Long before SKII, La Prairie, or the coveted Crème de la Mer, there was Helena Rubinstein.
Your mother or grandmother probably used Helena Rubinstein creams or cosmetics once upon a time. But not that many people know about Helena’s Australian connections. She was little known and has been virtually forgotten, but her extraordinary life spanned nearly a century (she died in 1965 at the age of ninety-three) and three continents. She was banished by her family to Australia at age 24 for refusing to accept an arranged marriage and as a result, became a pioneer who reinvented beauty for modern times. Napoleon Perdis says that he is inspired by Helena. She really was a Polish modern day Scarlett O’Hara!
This is the extraordinary story of the woman who created a cosmetic empire and gave it her name, of an entrepreneur who started with nothing except a belief in the strength of women. The eldest of eight girls in a poor Jewish Orthodox family, Helena was born in Krakow, Poland, in 1872. When she was banished to Australia her mother decided to slip a few pots of skin cream, made by a chemist friend of the family, into her daughter’s suitcase. Barely two decades later, the cream her mother gave her had become the foundation of her fortune. Coleraine in Victoria, where her uncle was a shopkeeper, might have been an "awful place" but it did not lack for lanolin, the secret ingredient in Helena’s creams. To disguise the sheep oil’s pungent pong, Helena experimented with lavender, pine bark and water lilies.
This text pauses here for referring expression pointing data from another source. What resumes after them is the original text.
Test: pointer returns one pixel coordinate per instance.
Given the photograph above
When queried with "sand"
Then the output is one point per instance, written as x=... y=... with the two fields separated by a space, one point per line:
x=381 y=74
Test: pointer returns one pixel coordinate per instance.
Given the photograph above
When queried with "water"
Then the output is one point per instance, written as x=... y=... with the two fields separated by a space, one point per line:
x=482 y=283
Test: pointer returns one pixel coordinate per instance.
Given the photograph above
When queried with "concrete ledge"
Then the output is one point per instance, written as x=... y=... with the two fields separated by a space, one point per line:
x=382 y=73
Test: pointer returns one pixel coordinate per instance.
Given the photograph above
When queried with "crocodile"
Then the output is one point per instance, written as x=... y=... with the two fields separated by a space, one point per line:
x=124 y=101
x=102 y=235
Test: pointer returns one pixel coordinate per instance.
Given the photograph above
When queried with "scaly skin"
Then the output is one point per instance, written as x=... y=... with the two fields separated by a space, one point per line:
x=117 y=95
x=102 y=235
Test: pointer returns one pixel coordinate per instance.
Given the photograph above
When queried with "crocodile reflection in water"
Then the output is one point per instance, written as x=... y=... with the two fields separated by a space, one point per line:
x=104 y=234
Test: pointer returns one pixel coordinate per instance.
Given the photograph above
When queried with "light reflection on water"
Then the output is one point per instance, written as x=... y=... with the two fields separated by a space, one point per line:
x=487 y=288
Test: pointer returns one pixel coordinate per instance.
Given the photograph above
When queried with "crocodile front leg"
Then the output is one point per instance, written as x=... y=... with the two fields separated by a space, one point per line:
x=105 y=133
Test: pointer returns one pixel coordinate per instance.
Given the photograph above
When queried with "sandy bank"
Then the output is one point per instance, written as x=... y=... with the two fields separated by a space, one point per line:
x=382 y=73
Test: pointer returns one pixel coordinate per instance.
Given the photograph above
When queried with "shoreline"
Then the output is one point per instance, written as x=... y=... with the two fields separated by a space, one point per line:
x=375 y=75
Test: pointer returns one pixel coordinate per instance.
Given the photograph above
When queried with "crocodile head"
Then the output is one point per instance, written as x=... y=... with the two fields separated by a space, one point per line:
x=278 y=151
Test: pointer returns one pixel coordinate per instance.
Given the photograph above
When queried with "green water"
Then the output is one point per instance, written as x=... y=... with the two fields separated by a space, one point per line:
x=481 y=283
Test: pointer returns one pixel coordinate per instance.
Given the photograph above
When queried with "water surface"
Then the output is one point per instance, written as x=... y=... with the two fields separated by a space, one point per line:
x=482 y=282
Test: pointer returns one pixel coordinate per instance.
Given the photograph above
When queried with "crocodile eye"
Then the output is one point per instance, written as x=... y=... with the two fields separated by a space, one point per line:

At the forefront of women’s rights movements, Helena opened her first beauty institute in Collins Street, Melbourne in 1902, the year that women obtained the right to vote in Australia. Always ahead of her competitors (Arden, Factor, Revlon, Lauder), she developed marketing and advertising techniques that revolved around skin care and makeup, eventually opening beauty institutes in Australia, London, Paris, and New York. Using science to create cosmetics, she taught women all over the world to do their makeup, to take care of their skin, their bodies, and their well-being.
Helena married Edward Titus, a Polish-American journalist, editor, and brilliant publicist who helped her establish her empire, with whom she had two sons. She was madly in love; he made her suffer miserably. But he knew everything one needed to know about culture and art in Europe and America. It was through Edward that she was introduced to Cocteau, Colette, D.H. Lawrence, Man Ray. Avant-garde in all domains, she developed an astounding art collection, was a model for Dali, Dufy, Picasso, and owned homes in Europe and the United States. In 1938, she even became a princess, marrying Georgian prince Artchill Gourielli soon after her divorce with Edward Titus. She sold her to business to Lehman Brothers in 1928 only to buy it back one year later in the midst of the Depression: making a profit of $6 million, she became one of the wealthiest and most talented businesswomen of her day.
About the Author
Michèle Fitoussi was born in Tunisia to French parents, and has lived in Paris since the age of five. She has worked for the past twenty-five years at Elle magazine and has interviewed many influential decision makers and world leaders in areas as varied as politics, human sciences, sports, literature and the media.